Quantification of interferon, interleukin, and Toll-like receptor 7 mRNA in quail splenocytes using real-time PCR

Abstract

Japanese quail (Coturnix japonica) are farmed worldwide as poultry. Quail have been used as experimental animals in various scientific fields, but their immunological characteristics have not been well characterized. In this study, to develop a method for analyzing the innate immune response of quail to infectious pathogens, we determined the nucleotide sequences of major interleukins (IL) and Toll-like receptor (TLR)-7 of quail and developed quantitative real-time PCR assays. The nucleotide sequences of quail IL-1β, IL-4, IL-6, IL-8, IL-10, IL-12a, IL-12b, IL-13, IL-18, and TLR-7 were determined based on the sequences of the chicken genes.

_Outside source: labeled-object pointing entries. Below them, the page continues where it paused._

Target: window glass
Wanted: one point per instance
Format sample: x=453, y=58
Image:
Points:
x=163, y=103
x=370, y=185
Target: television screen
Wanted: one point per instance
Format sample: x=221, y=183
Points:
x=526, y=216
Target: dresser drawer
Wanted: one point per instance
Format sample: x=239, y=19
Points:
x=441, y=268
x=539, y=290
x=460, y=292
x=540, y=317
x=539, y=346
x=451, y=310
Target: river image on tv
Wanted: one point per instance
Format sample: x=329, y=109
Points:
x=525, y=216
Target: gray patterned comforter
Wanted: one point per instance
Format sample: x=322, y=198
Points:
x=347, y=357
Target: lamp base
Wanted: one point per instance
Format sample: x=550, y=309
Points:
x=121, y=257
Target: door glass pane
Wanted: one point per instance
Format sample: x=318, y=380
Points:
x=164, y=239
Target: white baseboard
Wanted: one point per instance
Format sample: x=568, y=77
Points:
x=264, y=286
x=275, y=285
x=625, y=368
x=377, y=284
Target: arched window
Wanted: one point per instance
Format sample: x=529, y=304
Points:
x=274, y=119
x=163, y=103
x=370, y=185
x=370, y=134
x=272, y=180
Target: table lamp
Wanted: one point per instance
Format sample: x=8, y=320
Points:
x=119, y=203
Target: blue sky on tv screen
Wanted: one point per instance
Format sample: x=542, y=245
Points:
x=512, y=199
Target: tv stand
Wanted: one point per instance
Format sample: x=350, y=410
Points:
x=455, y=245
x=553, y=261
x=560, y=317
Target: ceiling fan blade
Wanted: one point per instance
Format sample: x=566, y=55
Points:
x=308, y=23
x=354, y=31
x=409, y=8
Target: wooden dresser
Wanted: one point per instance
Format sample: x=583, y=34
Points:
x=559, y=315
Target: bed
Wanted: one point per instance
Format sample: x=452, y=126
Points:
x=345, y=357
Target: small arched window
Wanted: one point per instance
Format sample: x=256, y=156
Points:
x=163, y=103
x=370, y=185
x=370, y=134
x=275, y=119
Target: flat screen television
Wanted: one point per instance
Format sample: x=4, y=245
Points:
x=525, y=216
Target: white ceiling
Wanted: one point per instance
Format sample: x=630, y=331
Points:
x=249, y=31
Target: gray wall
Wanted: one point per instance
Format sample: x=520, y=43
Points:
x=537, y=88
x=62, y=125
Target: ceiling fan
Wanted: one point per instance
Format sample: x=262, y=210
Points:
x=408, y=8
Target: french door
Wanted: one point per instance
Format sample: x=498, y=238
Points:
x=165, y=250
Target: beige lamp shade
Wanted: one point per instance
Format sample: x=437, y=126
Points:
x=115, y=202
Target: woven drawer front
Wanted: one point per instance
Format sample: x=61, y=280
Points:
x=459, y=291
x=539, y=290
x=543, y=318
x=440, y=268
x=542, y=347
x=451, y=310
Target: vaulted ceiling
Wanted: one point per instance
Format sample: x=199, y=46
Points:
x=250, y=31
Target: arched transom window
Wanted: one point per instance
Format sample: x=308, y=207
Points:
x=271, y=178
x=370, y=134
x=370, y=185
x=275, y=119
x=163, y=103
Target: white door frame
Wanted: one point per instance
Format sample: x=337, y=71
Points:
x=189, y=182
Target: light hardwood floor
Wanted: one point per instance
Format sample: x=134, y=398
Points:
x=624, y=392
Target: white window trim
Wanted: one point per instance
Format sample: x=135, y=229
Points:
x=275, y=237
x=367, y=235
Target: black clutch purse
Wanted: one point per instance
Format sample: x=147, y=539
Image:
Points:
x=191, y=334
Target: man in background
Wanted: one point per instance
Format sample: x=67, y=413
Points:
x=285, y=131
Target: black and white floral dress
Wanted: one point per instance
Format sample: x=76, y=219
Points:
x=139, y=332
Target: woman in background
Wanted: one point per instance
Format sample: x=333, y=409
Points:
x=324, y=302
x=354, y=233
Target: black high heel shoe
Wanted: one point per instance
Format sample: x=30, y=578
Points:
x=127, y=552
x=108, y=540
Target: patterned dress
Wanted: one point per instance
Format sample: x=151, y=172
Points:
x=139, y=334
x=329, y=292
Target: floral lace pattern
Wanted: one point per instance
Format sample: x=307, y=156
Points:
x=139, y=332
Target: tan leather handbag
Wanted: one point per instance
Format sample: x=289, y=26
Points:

Specific primers for each of these genes and previously reported interferon (IFN)-α, IFN-γ, and IL-2 genes were designed for quantitative real-time PCR. Standard curves for quantification were established using serial dilutions of external standard plasmids containing real-time PCR products. Then, real-time PCR was performed to monitor the kinetics of quail immune-related gene expression induced in splenocytes stimulated with concanavalin A. After amplification, the r(2) values of the standard curves for all target genes were above 0.980. Melting analysis of real-time PCR revealed specific amplification of each gene that could be visualized clearly as a single peak of melting temperature in a melt peak chart. These data show that the mRNA expressions of quail immune-related genes can be accurately quantified using this real-time PCR assay. In this study, we showed the nucleotide sequences of several quail cytokine mRNA and constructed the quantitative real-time PCR for quail immune-related genes.